Pois é exatamente nesse ponto que a nova lei se encaixa: com a sanção presidencial à criação de uma Empresa Individual de Responsabilidade Limitada, certamente serão reduzidas, e muito, as “sociedades de faz-de-conta” hoje existentes.

A eliminação do requisito de pluralidade de pessoas representa uma importante desburocratização, sendo, portanto, um avanço de destaque em meio a um ordenamento que, atualmente, desestimula o empreendedor em razão de tantas exigências.

A possibilidade de que uma sociedade seja criada por uma única pessoa reduzirá, certamente, a informalidade. Isso porque inúmeras pessoas trabalham nessa condição por não terem a quem se associar. Além disso, para aqueles que hoje trabalham em seu próprio nome, a constituição de uma empresa será a garantia de que seu patrimônio pessoal ficará resguardado, já que a sociedade é quem responderá por direitos e obrigações.

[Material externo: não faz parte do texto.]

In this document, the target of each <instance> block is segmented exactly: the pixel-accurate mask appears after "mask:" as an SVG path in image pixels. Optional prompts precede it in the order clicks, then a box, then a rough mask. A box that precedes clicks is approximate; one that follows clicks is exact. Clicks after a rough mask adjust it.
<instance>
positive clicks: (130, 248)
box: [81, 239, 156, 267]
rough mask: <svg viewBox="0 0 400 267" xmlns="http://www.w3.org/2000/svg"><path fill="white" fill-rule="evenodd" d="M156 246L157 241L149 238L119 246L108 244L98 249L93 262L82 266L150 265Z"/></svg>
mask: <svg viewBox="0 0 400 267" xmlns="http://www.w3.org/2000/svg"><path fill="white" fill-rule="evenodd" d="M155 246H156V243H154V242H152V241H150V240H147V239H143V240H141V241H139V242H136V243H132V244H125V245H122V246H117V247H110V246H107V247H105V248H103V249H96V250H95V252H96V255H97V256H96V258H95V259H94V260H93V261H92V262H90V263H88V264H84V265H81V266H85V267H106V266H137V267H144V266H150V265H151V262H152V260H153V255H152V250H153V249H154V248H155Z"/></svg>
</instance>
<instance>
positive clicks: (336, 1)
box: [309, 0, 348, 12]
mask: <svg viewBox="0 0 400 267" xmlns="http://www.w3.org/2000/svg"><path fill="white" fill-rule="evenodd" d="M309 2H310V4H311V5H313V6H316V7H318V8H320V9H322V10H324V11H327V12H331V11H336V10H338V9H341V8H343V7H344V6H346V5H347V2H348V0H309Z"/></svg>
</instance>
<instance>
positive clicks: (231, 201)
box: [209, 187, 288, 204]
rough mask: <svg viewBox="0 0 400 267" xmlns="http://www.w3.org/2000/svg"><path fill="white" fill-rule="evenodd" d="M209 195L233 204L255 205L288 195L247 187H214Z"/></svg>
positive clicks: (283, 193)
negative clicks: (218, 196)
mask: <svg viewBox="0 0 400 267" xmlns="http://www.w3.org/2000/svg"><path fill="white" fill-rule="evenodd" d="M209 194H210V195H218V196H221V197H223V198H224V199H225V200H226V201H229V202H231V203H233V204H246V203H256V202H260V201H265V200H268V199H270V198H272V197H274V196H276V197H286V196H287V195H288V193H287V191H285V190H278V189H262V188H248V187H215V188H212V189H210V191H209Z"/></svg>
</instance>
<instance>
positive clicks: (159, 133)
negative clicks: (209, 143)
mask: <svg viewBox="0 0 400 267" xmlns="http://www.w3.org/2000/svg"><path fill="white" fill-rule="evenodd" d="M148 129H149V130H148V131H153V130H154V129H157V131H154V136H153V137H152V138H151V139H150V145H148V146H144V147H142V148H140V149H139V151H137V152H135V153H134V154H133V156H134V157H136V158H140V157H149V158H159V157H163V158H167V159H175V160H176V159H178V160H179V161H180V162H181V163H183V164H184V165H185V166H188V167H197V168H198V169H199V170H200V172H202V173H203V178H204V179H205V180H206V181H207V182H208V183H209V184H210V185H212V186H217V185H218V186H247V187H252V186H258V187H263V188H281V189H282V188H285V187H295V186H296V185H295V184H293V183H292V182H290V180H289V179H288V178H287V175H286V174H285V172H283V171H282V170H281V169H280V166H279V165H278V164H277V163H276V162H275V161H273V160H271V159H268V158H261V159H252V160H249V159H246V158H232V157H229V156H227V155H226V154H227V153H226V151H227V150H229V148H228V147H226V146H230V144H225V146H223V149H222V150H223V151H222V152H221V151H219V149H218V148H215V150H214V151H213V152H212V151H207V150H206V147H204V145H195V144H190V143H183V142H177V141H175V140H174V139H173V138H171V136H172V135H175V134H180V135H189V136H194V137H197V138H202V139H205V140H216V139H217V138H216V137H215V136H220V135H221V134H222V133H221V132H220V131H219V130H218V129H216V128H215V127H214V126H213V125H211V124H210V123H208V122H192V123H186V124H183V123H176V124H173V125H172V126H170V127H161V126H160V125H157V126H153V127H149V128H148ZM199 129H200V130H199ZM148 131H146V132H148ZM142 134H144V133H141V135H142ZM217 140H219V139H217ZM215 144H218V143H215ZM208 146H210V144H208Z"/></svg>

Ademais, incentivar a criação de empresas unipessoais e fomentar a circulação de capital implica a geração de riquezas e criação de postos de trabalho, em total consonância com o momento que a economia nacional está vivendo.

E quais são os requisitos para a criação dessa sociedade?

Dois deles merecem destaque: cada pessoa só poderá ser sócia de uma única Eireli e o capital social da empresa deve estar integralizado e corresponder a, no mínimo, cem vezes o salário mínimo vigente no país. Este requisito visa trazer segurança aos possíveis credores da Eireli.

Como se vê, a intenção do legislador é interessante e busca amenizar diversos problemas que atualmente verificamos no dia-a-dia das sociedades. Agora, devemos esperar a sanção presidencial e ver como a lei se comporta na prática.